Plaintiff, an assistant manager of the claims department for a reinsurance company, allegedly complained to the company’s compliance department, human resources department and compliance hotline, that the executive vice president (“EVP”) of her department engaged in conduct that posed conflicts of interest by giving favorable treatment to family members working under plaintiff’s supervision and by approving legal bills for the company that were paid to the EVP's husband’s law firm. She claimed that she was demoted, denied a salary increase and bonus, isolated from her colleagues and disciplined due to her complaints.

The company moved to dismiss the SOX and Dodd-Frank claims, arguing that the conduct plaintiff reported did not implicate federal securities law or mail or wire fraud. The court dismissed the SOX claim, holding that plaintiff “has not alleged any facts ... that could support an objectively reasonable belief that such conduct constitutes securities fraud.” The court also dismissed the Dodd-Frank claim because it was premised upon alleged conflicts of interest, which are not covered by Dodd-Frank. In addition, the court rejected plaintiff’s assertions that her reports constituted protected activity because she expressed concerns that the EVP’s conduct could have affected shareholders and the company’s reputation in the industry. Judge Daniels ruled that those allegations were conclusory and therefore did not support a SOX or Dodd-Frank whistleblower claim.

Practical Implications

The SEC’s settlements with BlueLinx and Health Net are reminders that employers must ensure that their agreements with employees do not in any way suggest that employees are restricted from providing information to governmental authorities or participating in the government’s whistleblower program. A broad range of documents may include potentially problematic provisions, including employment agreements, confidentiality and nondisclosure agreements, separation agreements, settlement agreements, employee handbooks, codes of conduct, and instructions provided to employees in connection with internal investigations. Employers should undertake a comprehensive review of all such documents to ensure that such provisions do not run afoul of the dictates of the SEC.

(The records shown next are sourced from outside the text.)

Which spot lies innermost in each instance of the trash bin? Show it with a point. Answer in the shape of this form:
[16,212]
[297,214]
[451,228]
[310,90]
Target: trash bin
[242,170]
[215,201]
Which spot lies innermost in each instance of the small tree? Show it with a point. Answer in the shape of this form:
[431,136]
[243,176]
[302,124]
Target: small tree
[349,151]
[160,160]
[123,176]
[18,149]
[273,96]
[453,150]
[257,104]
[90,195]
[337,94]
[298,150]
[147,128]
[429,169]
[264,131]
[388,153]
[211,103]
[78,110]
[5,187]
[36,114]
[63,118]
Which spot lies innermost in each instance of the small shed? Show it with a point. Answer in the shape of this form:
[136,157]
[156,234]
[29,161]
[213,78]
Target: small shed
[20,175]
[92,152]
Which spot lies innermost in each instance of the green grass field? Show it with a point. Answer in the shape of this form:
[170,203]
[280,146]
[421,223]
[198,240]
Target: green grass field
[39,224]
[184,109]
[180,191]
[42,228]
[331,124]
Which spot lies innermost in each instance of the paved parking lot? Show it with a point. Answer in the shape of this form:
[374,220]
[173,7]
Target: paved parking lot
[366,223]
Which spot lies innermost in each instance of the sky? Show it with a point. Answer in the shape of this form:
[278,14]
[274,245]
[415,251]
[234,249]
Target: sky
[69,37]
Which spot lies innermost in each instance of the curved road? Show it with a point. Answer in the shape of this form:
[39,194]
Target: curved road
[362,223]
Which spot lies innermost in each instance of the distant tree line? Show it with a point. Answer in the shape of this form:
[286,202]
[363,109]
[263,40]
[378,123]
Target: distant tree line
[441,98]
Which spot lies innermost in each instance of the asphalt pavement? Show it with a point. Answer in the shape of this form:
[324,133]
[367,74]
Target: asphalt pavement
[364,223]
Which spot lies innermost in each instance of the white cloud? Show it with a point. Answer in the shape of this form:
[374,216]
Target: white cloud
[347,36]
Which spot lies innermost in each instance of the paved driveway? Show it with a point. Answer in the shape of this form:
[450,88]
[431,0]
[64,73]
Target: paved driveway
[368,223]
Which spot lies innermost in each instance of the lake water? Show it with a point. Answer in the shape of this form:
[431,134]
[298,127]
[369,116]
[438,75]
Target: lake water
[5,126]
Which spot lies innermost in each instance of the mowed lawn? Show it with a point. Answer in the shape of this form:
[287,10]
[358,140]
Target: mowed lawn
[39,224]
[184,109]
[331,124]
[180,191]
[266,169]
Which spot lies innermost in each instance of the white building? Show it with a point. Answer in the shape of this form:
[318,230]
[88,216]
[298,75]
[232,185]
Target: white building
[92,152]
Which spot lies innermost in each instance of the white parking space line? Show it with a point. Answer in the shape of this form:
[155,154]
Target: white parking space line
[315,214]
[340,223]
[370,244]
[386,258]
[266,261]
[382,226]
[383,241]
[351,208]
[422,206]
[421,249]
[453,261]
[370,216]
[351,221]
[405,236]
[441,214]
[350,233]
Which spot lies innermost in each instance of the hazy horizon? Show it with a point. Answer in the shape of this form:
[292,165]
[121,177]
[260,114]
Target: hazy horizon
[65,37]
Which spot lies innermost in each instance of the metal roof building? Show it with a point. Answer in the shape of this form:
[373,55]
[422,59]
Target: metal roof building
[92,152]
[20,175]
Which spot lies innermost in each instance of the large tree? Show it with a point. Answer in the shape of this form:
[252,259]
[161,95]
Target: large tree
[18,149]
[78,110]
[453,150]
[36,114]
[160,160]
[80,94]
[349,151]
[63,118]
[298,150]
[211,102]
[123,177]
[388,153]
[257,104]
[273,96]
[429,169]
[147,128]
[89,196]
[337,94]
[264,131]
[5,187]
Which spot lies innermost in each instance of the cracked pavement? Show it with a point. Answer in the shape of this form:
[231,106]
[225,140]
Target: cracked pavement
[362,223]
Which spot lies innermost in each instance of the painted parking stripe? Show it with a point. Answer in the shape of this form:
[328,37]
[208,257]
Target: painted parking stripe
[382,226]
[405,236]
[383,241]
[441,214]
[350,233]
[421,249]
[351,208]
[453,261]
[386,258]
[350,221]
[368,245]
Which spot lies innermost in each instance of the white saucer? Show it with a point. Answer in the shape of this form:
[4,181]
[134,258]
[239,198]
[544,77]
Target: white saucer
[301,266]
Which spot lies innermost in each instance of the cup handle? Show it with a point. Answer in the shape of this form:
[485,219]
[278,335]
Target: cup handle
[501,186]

The SEC’s focus on encouraging reports by whistleblowers is further illustrated by the awards it has made through its bounty program. The total amount awarded now exceeds $100 million. It is critical for employers to provide proper training to management and human resources professionals to ensure that potential whistleblower complaints that are raised internally are promptly and thoroughly investigated and assessed, and that appropriate action is taken to address the complaints.